So far so good – and we’ve still got two key players to come back

Beating Chelmsford 4-0 was another great result but again the thing I’m most pleased with is the clean sheet. To not concede against Dover or Chelmsford speaks volumes for the discipline we’re trying to instil.

I’m happy with the goals too – we’ve been creating chances from day one really, and we’ve still got Luke Williams and Louie Soares to come back in. They are, arguably, our best players so that will be a big plus for us.

We’ve got quite a young squad – most are in their early 20s and some of them are teenagers.

They’re getting to know each other’s strengths and weaknesses, who can be trusted to hold the ball up in the channels, who can win the high balls – that sort of thing – and it’s starting to show on the pitch.

Last week we trained on the grass at the Sharda Glass Stadium. The lads have been training on 4G but there’s no substitute for the feeling of grass.

The pitch is cut and marked out now so it was good to put them through their paces on it. Most hadn’t seen the stadium from the pitch either.

We go to Havant this weekend and they’re a bit of a wounded tiger after Saturday, when they conceded two late goals – including one in the seventh minute of injury time – to lose to Bishop’s Stortford.

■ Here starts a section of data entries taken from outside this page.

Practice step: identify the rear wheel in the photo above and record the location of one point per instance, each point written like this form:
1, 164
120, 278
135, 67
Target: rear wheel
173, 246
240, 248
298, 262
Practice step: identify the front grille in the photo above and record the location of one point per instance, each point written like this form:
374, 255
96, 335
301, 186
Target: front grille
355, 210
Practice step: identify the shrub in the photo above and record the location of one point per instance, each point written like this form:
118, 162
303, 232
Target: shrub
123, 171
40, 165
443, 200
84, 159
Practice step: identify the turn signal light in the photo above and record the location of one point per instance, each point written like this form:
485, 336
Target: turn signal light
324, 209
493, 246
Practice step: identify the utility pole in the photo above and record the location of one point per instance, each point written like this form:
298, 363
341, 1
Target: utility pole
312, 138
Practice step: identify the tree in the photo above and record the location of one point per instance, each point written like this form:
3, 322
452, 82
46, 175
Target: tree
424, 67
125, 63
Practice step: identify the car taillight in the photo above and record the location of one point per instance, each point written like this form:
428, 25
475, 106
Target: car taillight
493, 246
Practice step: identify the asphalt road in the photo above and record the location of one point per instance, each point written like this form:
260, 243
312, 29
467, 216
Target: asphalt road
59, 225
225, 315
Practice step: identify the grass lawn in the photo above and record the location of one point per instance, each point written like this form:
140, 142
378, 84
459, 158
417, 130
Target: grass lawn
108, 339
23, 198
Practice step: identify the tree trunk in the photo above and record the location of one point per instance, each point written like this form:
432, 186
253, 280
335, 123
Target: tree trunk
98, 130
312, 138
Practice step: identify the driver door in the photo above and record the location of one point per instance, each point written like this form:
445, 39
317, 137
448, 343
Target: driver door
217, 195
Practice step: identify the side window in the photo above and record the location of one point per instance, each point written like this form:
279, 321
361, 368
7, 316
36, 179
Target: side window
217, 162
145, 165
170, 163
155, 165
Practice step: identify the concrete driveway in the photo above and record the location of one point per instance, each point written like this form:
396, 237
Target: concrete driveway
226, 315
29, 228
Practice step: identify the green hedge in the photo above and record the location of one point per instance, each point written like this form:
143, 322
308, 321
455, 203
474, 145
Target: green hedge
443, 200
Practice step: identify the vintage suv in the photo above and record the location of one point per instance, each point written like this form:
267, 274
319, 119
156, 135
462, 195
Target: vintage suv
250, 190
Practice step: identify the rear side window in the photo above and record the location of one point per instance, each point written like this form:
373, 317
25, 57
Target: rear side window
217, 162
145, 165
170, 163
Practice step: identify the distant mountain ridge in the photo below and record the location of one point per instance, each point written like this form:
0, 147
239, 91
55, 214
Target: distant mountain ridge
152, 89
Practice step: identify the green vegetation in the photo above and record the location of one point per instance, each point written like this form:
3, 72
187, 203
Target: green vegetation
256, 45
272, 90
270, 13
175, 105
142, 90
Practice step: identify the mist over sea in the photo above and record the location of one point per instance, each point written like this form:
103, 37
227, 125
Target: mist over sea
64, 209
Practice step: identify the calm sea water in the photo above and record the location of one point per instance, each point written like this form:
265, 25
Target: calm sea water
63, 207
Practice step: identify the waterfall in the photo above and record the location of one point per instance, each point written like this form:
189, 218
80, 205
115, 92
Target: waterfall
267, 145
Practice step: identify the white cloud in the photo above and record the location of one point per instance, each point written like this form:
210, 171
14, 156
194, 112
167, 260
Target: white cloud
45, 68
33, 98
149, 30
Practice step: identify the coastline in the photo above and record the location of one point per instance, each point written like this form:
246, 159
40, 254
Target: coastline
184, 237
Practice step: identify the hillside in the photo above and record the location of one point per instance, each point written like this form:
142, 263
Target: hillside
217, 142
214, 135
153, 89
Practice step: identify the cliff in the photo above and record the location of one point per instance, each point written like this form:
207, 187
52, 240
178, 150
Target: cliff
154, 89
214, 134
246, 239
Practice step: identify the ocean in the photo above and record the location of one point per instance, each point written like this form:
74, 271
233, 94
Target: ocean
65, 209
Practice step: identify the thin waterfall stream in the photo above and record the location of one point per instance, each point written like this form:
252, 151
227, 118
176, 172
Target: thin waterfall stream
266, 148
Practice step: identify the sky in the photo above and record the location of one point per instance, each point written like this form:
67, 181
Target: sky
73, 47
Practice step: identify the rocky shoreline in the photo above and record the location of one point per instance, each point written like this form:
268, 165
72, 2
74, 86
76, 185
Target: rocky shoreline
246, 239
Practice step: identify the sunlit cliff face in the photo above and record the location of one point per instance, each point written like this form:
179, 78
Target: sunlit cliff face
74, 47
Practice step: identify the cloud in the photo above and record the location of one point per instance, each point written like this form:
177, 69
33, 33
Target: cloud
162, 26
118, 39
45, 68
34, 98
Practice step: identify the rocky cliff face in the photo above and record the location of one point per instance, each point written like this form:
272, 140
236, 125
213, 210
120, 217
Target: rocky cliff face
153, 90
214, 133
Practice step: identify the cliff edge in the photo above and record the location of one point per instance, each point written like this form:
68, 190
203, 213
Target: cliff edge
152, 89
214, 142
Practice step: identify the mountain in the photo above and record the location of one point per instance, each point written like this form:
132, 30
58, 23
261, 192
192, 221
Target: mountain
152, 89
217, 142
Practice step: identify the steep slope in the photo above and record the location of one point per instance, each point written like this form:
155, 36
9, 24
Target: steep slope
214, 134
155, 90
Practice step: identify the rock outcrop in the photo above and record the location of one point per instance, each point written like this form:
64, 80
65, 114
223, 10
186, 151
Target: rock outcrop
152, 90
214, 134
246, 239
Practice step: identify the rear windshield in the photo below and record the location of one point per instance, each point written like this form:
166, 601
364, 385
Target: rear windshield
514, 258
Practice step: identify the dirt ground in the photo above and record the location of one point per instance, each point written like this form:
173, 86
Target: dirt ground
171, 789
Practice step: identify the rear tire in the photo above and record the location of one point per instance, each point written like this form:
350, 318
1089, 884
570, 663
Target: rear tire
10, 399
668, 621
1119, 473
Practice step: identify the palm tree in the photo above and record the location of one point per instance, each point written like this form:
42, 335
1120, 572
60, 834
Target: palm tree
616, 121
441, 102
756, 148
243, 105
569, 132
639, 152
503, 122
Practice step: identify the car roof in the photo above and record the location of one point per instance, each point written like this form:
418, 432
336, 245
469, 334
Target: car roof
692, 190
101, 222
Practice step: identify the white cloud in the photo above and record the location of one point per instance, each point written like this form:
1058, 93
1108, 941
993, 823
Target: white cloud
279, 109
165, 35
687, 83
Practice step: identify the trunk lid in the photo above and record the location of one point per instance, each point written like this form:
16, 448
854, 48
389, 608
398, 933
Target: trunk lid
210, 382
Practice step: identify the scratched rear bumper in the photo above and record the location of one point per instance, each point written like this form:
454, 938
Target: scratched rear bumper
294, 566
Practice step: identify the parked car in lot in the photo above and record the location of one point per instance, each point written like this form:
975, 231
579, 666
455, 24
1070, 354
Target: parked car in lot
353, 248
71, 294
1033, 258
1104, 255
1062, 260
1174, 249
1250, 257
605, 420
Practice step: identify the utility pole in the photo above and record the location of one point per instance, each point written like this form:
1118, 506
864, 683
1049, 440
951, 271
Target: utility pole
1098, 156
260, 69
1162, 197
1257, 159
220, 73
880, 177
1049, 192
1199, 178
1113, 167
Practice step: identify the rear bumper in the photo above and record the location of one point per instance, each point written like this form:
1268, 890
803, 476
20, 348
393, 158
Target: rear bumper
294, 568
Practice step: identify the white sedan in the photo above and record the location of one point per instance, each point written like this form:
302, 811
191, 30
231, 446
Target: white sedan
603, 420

Lee Bradbury is a good manager and with the way he likes his team to play, it should be an attractive game rather than a ding-dong non-League battle.

But I don’t really worry much about the opposition because if we’ve prepared right, we will be a match for anybody.

One thing I was interested in was where our strengths and weaknesses may lie.

In pre-season I employed an independent matchday analyst to do a report on us and find our weak links.

It was done in the final friendly against Arlesey Town, which we won. There wasn’t anything in the feedback that surprised me but it did confirm one or two things for me.

As a manager new to a club, you have to learn things about your players. I’ve had a bit of practice at that in my role as an agent.

The characters in non-League football are very different to the professional game in that they need a little more attention.

That can be to keep them motivated, or to put an arm round them, or give them a kick up the backside.

The coaching methods we use may be tried and tested, but it’s the man management where you earn your stripes.